The p-value is the most used (and most misunderstood) concept in statistics. It appears in virtually every scientific paper, A/B test report, and clinical trial. Yet surveys consistently show that even researchers frequently misinterpret what it means. Getting this right is essential for anyone making data-driven decisions.
What a P-Value Actually Measures
P-value = Probability of observing results at least as extreme as the data, assuming the null hypothesis is true. It does NOT tell you the probability that your hypothesis is true. It tells you how surprising your data would be if nothing interesting were actually happening.
Example: You test whether a new drug lowers blood pressure. The null hypothesis is that the drug has no effect. You run a trial and find that patients on the drug had 8 mmHg lower blood pressure than the control group, with p = 0.02. This means: if the drug truly had no effect, there is only a 2% chance of observing an 8 mmHg (or greater) difference by random chance alone.
The 0.05 Threshold
By convention, p < 0.05 is considered "statistically significant." This threshold, chosen by Ronald Fisher in the 1920s, means you are willing to accept a 5% chance of being wrong when you reject the null hypothesis (a Type I error). It is not a law of nature — it is a convention that balances rigor with practicality.
| P-Value | Interpretation | Action |
|---|---|---|
| p < 0.001 | Very strong evidence against null | Reject null with high confidence |
| p < 0.01 | Strong evidence | Reject null |
| p < 0.05 | Moderate evidence (conventional threshold) | Reject null |
| p = 0.05–0.10 | Weak evidence ("marginally significant") | Inconclusive; more data needed |
| p > 0.10 | Insufficient evidence | Fail to reject null |
Common Misinterpretations
- Wrong: "P = 0.03 means there is a 3% chance the null hypothesis is true." Right: It means there is a 3% chance of seeing this data (or more extreme) if the null hypothesis were true. The distinction is subtle but critical.
- Wrong: "P = 0.03 means there is a 97% chance the drug works." Right: The p-value says nothing about the probability of your hypothesis being true. That requires Bayesian analysis and prior probabilities.
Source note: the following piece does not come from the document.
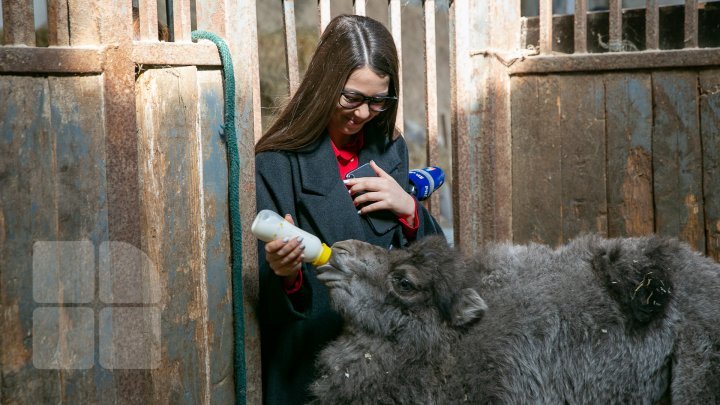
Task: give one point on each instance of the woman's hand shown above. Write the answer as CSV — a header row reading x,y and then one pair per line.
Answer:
x,y
285,255
382,193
- Wrong: "P = 0.06 means the result is not significant, so there is no effect." Right: P = 0.06 means the evidence is not strong enough to reject the null at the 0.05 level. Absence of evidence is not evidence of absence. More data might produce a definitive result.
Calculate p-values for your own data with the P-Value Calculator.
Key Takeaways
- P-value measures surprise — how unlikely your data is under the null hypothesis.
- P < 0.05 is the conventional significance threshold, but it is a guideline, not a rule.
- Statistical significance ≠ practical significance. A huge sample can produce p < 0.001 for a trivially small effect.
- Always report effect size alongside p-values to convey whether the result matters in practice.
- "Fail to reject the null" is not the same as proving the null is true.
Frequently Asked Questions
What does p < 0.05 mean in simple terms?
It means that if there were truly no effect or difference, there is less than a 5% chance of getting results as extreme as what you observed. Since 5% is considered unlikely enough, you conclude that the null hypothesis (no effect) is probably wrong and reject it. Think of it as: your data would be surprisingly rare if nothing interesting were happening.
Can a result be statistically significant but not practically important?
Yes, this happens frequently with large sample sizes. A study of 100,000 people might find that a supplement raises IQ by 0.3 points with p < 0.001. The result is highly statistically significant but completely meaningless in practice. Always look at the effect size (how big the difference is) alongside the p-value.
What is the difference between one-tailed and two-tailed p-values?
A two-tailed test checks for any difference (higher or lower), while a one-tailed test only checks in one direction. Two-tailed tests are more conservative and are the default in most research. One-tailed tests are appropriate only when you have a strong theoretical reason to predict the direction of the effect before collecting data.